Honestly, between the Malfoys, Michael thought Narcissa might be the bigger threat. If only because Lucius was a shite liar.

Also, he was sort of in gaol at the moment — the thought put another smile on Michael's lips.

"At least something good is coming out of this nonsense."

Michael blinked. "Ah, what?"

With a somewhat reluctant smile on her face, Síomha said, "You said it at our first meeting — visibly associating with legitimate figures can only be good for Saoirse. We're already gotten an influx of new volunteers coming in, and the Ministry was forced to deal with us as an organisation with some influence. They hate it, of course, but they didn't have a whole lot of choice in the matter, since we were there in an official capacity. There is protocol where groups of mages protecting muggle political leaders are concerned, it's not important."

Actually, he had a feeling it was important.
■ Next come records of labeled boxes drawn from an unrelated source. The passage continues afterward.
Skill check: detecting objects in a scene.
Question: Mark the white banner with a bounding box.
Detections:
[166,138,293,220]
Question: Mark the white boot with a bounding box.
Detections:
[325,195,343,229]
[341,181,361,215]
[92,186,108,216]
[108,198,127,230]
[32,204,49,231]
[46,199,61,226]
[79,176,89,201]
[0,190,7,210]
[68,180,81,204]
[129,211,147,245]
If Michael understood correctly, Síomha was implying the Ministry was dealing with Saoirse as though they were officially associated with the Republic — sort of like Irish Black Cloaks, in a sense — which was not at all what they'd agreed to. But...he didn't think it really made that much of a difference, probably wasn't worth saying anything.

Besides, he was tinkering with an idea to enter into a formal alliance with the Irish nationalists on the magical side anyway, or at least take a more active role looking after the interests of their own 'muggleborns'. If the Ministry just decided such an alliance already existed on their own, he didn't have to convince the President to sign off on it.

"And, well, Dumbledore is finished."

"What does Dumbledore have to do with anything?"

"The I.C.W..." Síomha hesitated, eyes sliding away from his. "Britain has a terrible reputation in most of the rest of Europe, to put it bluntly." Yes, he had noticed that. That's just what happened when a country had genocidal maniacs strutting about out in the open. "Dumbledore provided assurances our foreign guests would be safe here — I'm told there were weeks of schmoozing and flattering involved in even convincing the international community to let Britain host the Cup in the first place."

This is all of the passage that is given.